There is legitimate value in looking at artistic merits of a particular experience, even if it doesn't play a large role in your enjoyment of it, but it's easy to care more about artistry in some aspects than in others, and that's especially based on your knowledge and life experiences. Consistent ratings should probably focus entirely on enjoyment, and any artistic merit should probably only be considered if it plays a role in said enjoyment.
Why are books more highly rated than albums?
In the crowd-sourced network of knowledge known as the Internet, ratings play as essential role in indicating value, despite its several problems. A good example of how important ratings are is how YouTube's removal of dislikes has resulted in major wastes of time for many people who are just looking for a fix for some problem [source: me]. Also, when's the last time you trusted (extremely inflated) Google ratings to go to an attraction or restaurant? Even when knowing it's a bad indicator, I still find myself tempted to at least consider it in the decision-making process.

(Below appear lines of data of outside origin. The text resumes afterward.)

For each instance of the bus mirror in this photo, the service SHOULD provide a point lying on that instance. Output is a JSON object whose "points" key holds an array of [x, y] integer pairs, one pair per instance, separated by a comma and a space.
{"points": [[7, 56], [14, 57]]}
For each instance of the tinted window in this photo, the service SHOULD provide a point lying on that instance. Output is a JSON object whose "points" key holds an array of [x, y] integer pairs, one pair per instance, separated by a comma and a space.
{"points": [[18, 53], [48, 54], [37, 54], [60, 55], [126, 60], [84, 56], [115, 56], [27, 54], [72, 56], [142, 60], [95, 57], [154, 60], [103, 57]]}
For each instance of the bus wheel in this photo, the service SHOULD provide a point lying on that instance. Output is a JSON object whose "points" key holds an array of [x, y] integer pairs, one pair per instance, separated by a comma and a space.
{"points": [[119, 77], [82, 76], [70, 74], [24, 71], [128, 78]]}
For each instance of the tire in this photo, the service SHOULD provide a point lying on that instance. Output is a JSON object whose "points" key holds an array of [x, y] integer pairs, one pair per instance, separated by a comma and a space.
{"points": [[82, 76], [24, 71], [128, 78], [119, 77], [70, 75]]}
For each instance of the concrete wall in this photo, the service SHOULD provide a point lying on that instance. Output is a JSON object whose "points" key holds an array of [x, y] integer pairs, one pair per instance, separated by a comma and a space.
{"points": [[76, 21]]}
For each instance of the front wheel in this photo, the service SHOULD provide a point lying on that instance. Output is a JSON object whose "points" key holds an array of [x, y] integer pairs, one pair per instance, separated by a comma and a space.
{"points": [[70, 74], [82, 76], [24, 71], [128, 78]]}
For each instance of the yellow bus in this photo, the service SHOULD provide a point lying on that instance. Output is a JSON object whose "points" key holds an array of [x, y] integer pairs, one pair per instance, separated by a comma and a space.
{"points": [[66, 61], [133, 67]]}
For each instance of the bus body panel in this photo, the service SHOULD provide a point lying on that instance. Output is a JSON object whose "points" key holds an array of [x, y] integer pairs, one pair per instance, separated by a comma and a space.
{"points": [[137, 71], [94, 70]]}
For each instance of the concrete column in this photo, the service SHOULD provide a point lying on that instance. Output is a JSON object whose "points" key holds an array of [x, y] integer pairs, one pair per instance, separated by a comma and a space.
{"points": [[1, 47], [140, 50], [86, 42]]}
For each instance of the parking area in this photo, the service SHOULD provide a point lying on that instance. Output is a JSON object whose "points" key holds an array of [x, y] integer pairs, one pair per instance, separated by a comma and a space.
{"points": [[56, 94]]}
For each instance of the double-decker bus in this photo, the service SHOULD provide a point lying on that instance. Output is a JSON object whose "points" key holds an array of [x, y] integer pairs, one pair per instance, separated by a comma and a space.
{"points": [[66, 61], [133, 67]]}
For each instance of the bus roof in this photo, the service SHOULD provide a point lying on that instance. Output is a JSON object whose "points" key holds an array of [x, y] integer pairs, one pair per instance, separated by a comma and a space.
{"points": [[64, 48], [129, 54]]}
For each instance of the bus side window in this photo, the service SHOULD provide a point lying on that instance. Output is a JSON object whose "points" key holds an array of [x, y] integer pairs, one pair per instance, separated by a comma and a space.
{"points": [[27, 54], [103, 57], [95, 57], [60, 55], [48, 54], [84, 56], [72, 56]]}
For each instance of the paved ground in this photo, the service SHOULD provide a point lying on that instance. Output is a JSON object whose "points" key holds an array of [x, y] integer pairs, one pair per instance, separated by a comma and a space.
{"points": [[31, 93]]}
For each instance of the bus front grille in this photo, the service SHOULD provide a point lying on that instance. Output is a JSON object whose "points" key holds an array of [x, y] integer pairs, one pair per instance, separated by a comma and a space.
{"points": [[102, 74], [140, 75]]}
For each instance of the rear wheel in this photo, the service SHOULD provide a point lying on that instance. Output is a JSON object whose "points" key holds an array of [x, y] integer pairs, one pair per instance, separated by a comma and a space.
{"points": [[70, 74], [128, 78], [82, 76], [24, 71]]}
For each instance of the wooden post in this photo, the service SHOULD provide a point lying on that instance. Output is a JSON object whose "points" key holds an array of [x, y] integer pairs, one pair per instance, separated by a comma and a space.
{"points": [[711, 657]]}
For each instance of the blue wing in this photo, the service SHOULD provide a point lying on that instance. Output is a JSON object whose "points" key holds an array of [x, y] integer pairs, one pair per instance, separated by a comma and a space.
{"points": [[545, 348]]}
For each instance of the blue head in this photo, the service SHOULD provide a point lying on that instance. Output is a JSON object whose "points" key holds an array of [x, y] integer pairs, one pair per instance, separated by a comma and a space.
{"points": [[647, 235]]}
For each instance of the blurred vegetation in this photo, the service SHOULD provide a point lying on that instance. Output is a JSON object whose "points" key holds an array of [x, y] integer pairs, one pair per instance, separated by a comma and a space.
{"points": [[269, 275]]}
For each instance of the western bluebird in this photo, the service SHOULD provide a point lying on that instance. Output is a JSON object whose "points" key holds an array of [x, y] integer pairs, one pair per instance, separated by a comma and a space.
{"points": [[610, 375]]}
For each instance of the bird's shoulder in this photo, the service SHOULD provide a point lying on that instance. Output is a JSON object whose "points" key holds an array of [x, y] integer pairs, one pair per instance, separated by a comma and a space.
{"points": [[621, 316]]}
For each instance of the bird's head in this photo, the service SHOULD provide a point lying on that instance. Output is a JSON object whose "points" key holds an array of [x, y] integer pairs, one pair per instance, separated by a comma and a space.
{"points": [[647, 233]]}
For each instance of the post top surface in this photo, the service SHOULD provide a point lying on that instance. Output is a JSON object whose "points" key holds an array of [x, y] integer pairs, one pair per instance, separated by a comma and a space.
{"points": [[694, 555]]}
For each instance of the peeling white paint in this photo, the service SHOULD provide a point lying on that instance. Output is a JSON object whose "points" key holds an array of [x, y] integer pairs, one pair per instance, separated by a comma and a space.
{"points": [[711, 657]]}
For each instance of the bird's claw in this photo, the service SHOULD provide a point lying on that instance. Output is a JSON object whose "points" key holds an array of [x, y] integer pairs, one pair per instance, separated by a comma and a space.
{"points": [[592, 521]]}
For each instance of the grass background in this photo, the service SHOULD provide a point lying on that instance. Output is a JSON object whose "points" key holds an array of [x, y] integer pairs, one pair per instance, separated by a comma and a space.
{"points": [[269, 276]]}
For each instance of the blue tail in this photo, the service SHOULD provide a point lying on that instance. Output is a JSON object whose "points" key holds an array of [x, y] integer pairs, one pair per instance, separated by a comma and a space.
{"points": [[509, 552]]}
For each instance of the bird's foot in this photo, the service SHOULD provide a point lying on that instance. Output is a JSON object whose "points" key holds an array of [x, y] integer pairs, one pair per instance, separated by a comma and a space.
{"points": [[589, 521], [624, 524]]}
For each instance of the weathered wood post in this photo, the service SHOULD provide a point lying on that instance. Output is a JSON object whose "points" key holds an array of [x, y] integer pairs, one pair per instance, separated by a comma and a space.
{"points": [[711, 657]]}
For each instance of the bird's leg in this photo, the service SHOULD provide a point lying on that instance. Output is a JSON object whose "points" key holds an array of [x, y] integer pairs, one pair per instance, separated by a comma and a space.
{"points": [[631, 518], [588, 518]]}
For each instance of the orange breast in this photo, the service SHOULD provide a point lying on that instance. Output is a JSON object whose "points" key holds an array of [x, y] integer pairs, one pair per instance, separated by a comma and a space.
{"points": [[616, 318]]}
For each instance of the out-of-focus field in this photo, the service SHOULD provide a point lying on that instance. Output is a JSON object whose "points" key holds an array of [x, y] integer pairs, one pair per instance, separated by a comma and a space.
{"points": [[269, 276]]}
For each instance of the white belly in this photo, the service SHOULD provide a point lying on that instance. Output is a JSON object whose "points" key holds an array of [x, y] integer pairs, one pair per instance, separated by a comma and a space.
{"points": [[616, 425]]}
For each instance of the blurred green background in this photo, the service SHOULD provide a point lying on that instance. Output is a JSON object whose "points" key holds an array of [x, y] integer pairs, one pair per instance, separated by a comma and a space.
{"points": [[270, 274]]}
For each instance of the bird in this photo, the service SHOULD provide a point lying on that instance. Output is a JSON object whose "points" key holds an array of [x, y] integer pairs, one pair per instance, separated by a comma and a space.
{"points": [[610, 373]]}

Google's ratings for places are generally pretty inflated, and this inconsistency is found everywhere. Consider the three review sites Goodreads (for books), Letterboxd (for movies), and RateYourMusic (for music), and how a 3.7 would be perceived in each of them. In Goodreads, a 3.7 is well below average, and oftentimes disincentivizes me from reading a book even though a 3.5 is a "good" rating to me. In RateYourMusic, a rating of 3.7 would place an album among the top 30 for year. In Letterboxd, a movie rated 3.7 is nothing much to write home about.

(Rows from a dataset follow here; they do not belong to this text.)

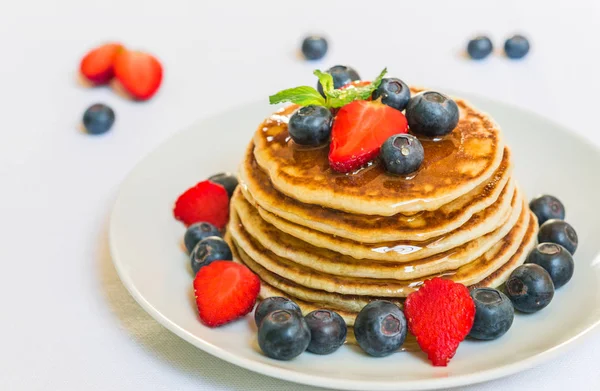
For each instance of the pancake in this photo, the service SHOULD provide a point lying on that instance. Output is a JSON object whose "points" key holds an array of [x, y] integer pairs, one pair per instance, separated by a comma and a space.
{"points": [[371, 229], [453, 166], [474, 272], [245, 220], [499, 276], [336, 301], [400, 250]]}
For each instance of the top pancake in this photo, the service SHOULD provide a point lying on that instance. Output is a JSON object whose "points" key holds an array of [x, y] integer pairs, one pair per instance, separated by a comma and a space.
{"points": [[257, 188], [454, 165]]}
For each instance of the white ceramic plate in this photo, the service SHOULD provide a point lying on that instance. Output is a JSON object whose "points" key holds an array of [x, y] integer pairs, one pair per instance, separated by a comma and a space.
{"points": [[146, 248]]}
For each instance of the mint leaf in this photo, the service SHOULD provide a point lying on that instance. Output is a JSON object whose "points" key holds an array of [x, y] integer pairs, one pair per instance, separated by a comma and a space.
{"points": [[339, 98], [306, 96], [326, 81], [303, 96]]}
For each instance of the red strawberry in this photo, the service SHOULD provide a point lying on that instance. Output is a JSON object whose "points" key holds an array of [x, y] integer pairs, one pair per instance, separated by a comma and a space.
{"points": [[225, 291], [97, 65], [206, 201], [359, 130], [440, 314], [139, 73]]}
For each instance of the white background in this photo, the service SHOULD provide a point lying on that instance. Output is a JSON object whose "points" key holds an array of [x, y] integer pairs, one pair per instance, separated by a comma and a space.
{"points": [[67, 322]]}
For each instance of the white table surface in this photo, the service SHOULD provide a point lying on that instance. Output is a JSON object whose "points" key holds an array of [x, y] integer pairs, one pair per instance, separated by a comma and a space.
{"points": [[67, 321]]}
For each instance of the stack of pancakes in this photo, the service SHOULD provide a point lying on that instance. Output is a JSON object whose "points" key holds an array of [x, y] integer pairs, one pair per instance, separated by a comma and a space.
{"points": [[338, 241]]}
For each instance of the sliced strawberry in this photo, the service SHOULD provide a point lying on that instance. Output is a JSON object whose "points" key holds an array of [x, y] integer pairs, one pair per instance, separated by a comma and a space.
{"points": [[440, 314], [225, 291], [359, 130], [206, 201], [97, 65], [139, 73]]}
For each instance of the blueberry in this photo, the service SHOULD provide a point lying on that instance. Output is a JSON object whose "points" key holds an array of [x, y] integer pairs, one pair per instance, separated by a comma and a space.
{"points": [[227, 180], [494, 314], [283, 335], [342, 75], [557, 261], [431, 114], [98, 118], [208, 250], [547, 207], [530, 288], [380, 328], [516, 47], [328, 331], [197, 232], [559, 232], [314, 47], [310, 125], [402, 154], [393, 92], [480, 47], [274, 303]]}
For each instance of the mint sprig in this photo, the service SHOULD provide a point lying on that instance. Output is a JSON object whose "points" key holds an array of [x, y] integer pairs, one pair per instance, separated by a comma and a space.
{"points": [[305, 96]]}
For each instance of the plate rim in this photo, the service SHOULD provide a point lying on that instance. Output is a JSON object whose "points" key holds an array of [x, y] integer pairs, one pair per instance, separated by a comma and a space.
{"points": [[288, 374]]}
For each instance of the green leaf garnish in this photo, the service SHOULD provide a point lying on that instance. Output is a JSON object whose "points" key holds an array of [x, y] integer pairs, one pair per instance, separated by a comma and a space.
{"points": [[326, 81], [303, 96], [306, 96]]}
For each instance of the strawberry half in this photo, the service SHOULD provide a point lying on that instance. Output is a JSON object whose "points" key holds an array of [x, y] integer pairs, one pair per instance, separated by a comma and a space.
{"points": [[206, 201], [440, 314], [139, 73], [97, 65], [359, 130], [225, 291]]}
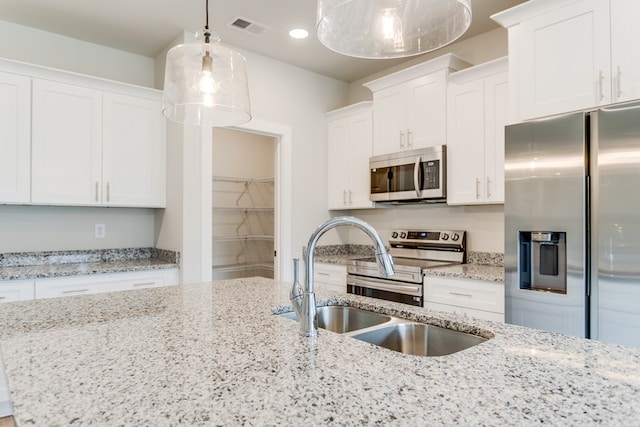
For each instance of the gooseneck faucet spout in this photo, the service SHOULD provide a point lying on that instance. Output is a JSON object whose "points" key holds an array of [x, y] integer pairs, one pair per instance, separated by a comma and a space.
{"points": [[303, 299]]}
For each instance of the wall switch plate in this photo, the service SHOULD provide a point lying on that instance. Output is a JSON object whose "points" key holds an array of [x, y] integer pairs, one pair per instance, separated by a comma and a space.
{"points": [[100, 231]]}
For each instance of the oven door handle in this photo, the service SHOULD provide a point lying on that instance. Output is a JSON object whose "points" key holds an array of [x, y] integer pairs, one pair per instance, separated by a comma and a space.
{"points": [[385, 285], [416, 177]]}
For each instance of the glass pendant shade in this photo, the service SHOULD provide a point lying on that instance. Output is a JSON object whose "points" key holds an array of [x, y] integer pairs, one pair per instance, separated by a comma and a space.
{"points": [[377, 29], [206, 85]]}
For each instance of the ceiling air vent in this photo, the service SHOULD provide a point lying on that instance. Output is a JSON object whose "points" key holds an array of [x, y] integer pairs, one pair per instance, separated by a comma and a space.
{"points": [[247, 26]]}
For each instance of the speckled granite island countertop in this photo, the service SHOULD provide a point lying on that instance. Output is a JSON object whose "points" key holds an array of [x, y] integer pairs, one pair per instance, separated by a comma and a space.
{"points": [[33, 265], [214, 354]]}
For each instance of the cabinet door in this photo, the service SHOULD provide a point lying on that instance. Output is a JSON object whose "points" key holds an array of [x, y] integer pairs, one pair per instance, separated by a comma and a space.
{"points": [[625, 49], [565, 63], [426, 111], [465, 143], [15, 138], [133, 153], [66, 144], [389, 120], [360, 149], [16, 290], [496, 112], [338, 163]]}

I'm not entirely sure why this difference exists, but I have a guess. Since rating something feels only fair if it's something you've finished, and since bad books are much more likely to be abandoned due to the sheer amount of time it takes to read them, books will generally be rated highly. In contrast, an album or EP is easy to get through in less than a hour (generally), so it is more likely to have negative reviews. Movies are in the middle with their two-hour(-ish) runtime.
However, this doesn't explain why Google ratings or ratings on sites like IMDB are extremely skewed. Perhaps, as we move towards less hobbyist sites, it's more likely for ratings to be distributed in a U-shape, with maybe 0's and many 5's (if we're talking about a five-point scale). After all, what is 74% enjoyment, actually?
74% and the collapse of precision
Can we really break down our understanding of our own enjoyment to such a high level of precision? Can we really quantify any type of emotional response?
While it might be a controversial opinion, I do believe that we can, to a certain extent. Personally, between two things that I would give the same score to, I would usually prefer one of them over the other. Our subjective understanding of quality does vary with a high level of precision. However, beyond a certain point, precision just loses meaning because of the effect of variations with time. If I found Disney's Up to be 68.26% enjoyable at a given time, that will probably change a few seconds later. Even as I'm typing this, I'm remembering how good the introduction was and I feel like bumping my (false) rating up.
To be consistent, ratings need to be only quantized to the point where there is little variation across time. However, this needs to be balanced with having a useful measure of relative quality, or else we'll all just end up with a binary system of classification that has no personal usefulness.
Of course, are ratings really meant to be useful, or are they just meant to be fun? That's another conversation to be had. I'm interested in learning about how people actually handle ratings, and what ratings actually mean to them. Importantly, what kind of scale do you use? How do you benchmark it? Do you care about consistency across different mediums? Does enjoyment or artistry play a greater role? Do you rate several aspects of a particular experience and bundle it together, or rate everything in unison?